When Ator first heard in June that the dispensary was going in, he immediately assumed that was illegal. After all, the law states that the Montana Department of Revenue cannot license a shop if it is within 500 feet of a school. But the second part of the law says it also needs to be on the same street.
"We are on 106 Maple," Ator said, "and they are on another street across the highway."
The measurement is taken from the main doors of the buildings. So whether they’re 500 feet away is irrelevant because they don’t share the same street address. So legally, Mountain Organics has every right to be there.
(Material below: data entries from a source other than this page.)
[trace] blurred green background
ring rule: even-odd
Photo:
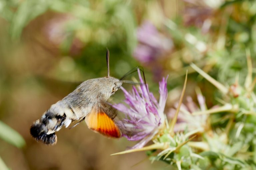
[[[81,82],[106,75],[106,47],[110,75],[142,65],[157,98],[158,81],[169,75],[167,112],[187,69],[186,95],[194,97],[198,86],[212,106],[215,88],[189,63],[224,84],[238,72],[244,82],[245,49],[253,64],[256,52],[256,18],[253,0],[0,0],[0,169],[168,169],[147,160],[131,167],[144,152],[110,156],[135,143],[107,139],[85,123],[62,129],[53,146],[37,143],[29,128]],[[123,99],[120,91],[111,100]]]

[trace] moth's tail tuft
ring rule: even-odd
[[[53,133],[47,134],[47,128],[38,121],[35,122],[30,128],[30,134],[36,140],[46,145],[54,145],[57,142],[57,136]]]

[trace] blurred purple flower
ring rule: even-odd
[[[143,63],[148,64],[154,61],[173,47],[172,40],[159,33],[148,21],[145,22],[138,28],[137,37],[139,44],[133,55]]]
[[[206,33],[212,24],[211,18],[223,0],[183,0],[186,2],[184,11],[185,25],[201,28]]]
[[[144,83],[138,72],[140,81]],[[157,133],[165,123],[164,110],[167,99],[167,78],[163,78],[159,83],[160,97],[158,102],[144,84],[140,85],[138,90],[133,86],[131,93],[121,88],[124,93],[124,101],[126,104],[119,103],[113,107],[126,116],[126,119],[118,123],[122,129],[122,135],[130,140],[141,140],[132,149],[142,147]]]
[[[186,105],[183,104],[181,105],[178,114],[177,122],[174,126],[175,131],[183,131],[186,128],[190,131],[194,130],[204,131],[207,126],[208,115],[193,115],[191,114],[196,112],[206,110],[204,97],[201,95],[198,95],[197,97],[199,107],[190,96],[187,97]],[[176,111],[176,109],[171,109],[167,115],[168,118],[172,119]]]

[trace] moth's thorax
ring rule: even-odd
[[[91,97],[107,100],[120,88],[122,84],[119,79],[110,76],[88,80],[79,86]]]

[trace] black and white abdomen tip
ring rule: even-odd
[[[37,141],[46,145],[54,145],[57,142],[57,136],[53,133],[47,134],[48,130],[45,126],[36,121],[30,128],[30,134]]]

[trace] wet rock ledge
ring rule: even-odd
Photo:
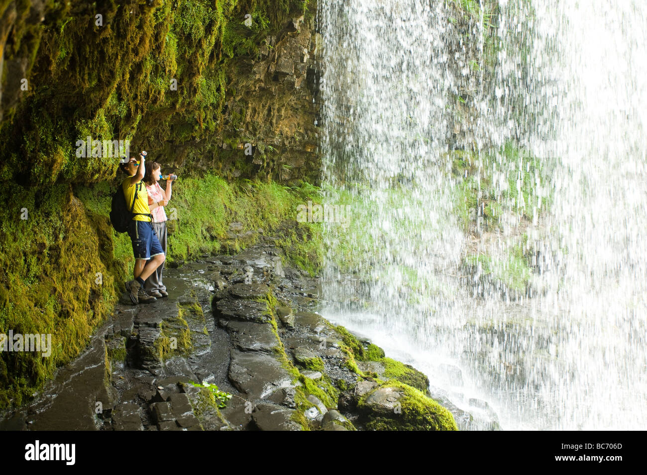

"The Cannabis Control Division and the Montana Department of Revenue have been out here since Day 1, long before we opened," said Mountain Organics owner Robert Carson. "All the checks were checked."
Carson owns and operates the dispensary. He’s been a grower in Billings since January 2020, operating a delivery model until moving into this building, his first and only storefront.
"It’s been a struggle really," Carson said of his time in the business. "I'm happy to break even every month, just to keep the lights on."
Carson can't afford Billings’ rapidly rising rent prices, so when he heard about the space from a friend, he jumped on it, with the caveat that he also fix up and reopen the gas station.
He said he’s spent $30,000 renovating the building so far.
"The permits are filed. I'm just waiting to hear back," Carson said. "Accounts are already set up with Coca-Cola and other vendors. As soon as I can, the doors will open for that gas station."
A Roberts school employee started a petition protesting the dispensary's location. As of publish date, it had gathered 272 signatures. The 2020 U.S. Census listed Roberts with a population of 299.
Ator says he really became disheartened in January when Carson put up two flags advertising the business directly across from the school’s playground.
"When you sit at bottom of our slide, you see two long flags about 15 feet tall stacked on top of each other that say dispensary," he said.
"I did learn about that concern at the commissioner's office this morning," Carson said, "and I took those signs down as I got back to town after I learned about that concern."
Carson’s biggest frustration through the whole process has been the lack of communication.
He said no one has come into his store voicing their concerns, "not a single person, no. I didn’t know about this until Thursday of last week."
“I don’t want to ruffle feathers. This is my livelihood. If this goes down, I go down. if this goes down, I can't fund the gas station. I'm just trying to exist."
Shortly after speaking to MTN News Thursday, Carson drove over to the school and met Ator for the first time. The two talked for about 30 minutes.
Their next conversation will be on March 3 at a special Carbon County commissioners meeting.
"They said they would put a resolution together for one real reason," Ator said of the meeting, "to pump the brakes."
Carson was given documents that state a resolution will be put forward at the meeting to enact temporary zoning regulations to limit marijuana businesses.
The provisions include that dispensaries must be set back 1,000 feet from a school or residential dwelling, regardless of street address.
"If they’re going to shake their pitchforks at me, to get me out of here, I’ll close down and walk away peacefully, if it comes down to that," Carson said. "I hope that it doesn’t. I hope we can find a middle ground."